The attackers were Islamic terrorists from Saudi Arabia and numerous other Arab nations. Reportedly investment by Saudi fugitive Osama bin Laden's al-Qaeda terrorist organization, they were supposedly acting in revenge for America's support of Israel, its association in the Persian Gulf War and its continued military incidence in the Middle East. Some of the terrorists had lived in the United States for more than a year and had taken soaring lessons at American profitable flight schools.
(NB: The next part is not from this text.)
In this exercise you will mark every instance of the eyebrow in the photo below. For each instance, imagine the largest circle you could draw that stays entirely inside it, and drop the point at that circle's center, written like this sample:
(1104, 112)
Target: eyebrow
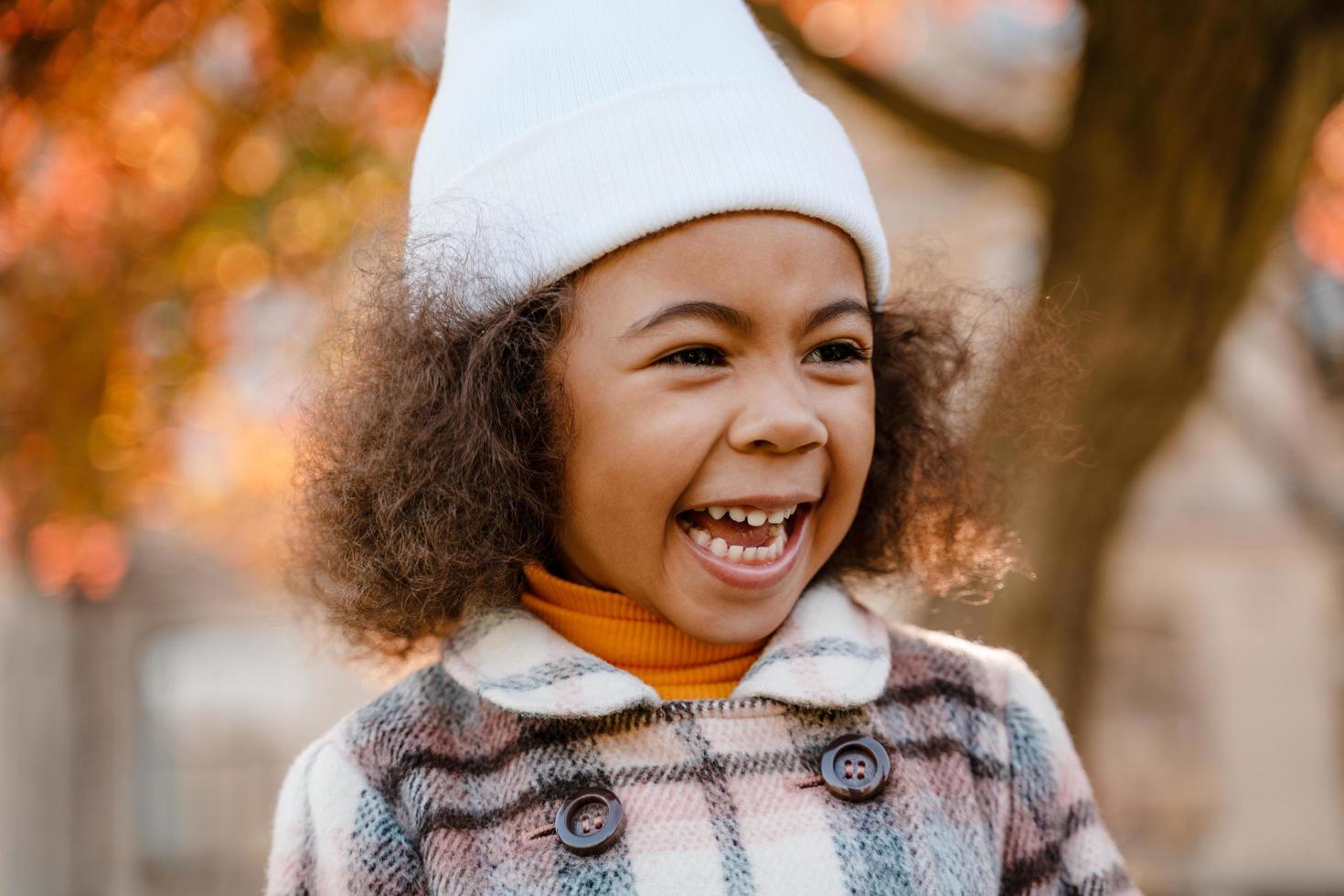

Others had slipped into the country in the months previous to September 11 and acted as the "muscle" in the process. The 19 terrorists effortlessly smuggled box-cutters and knives through security at three East Coast airports and timber four flights bound for California, chosen because the planes were encumbered with fuel for the long transcontinental expedition. Soon after takeoff, the terrorists requisition the four planes and took the controls, transforming ordinary traveler jets into guided arsenal.
As millions watched the events recitation in New York, American Airlines Flight 77 circled over downtown Washington, D.C., and criticize into the west side of the Pentagon military headquarters at 9:45 a.m. Jet fuel from the Boeing 757 caused a overwhelming inferno that led to the structural crumple of a portion of the massive concrete building. All told, 125 military workers and civilians were killed in the Pentagon, down with all 64 people aboard the airliner.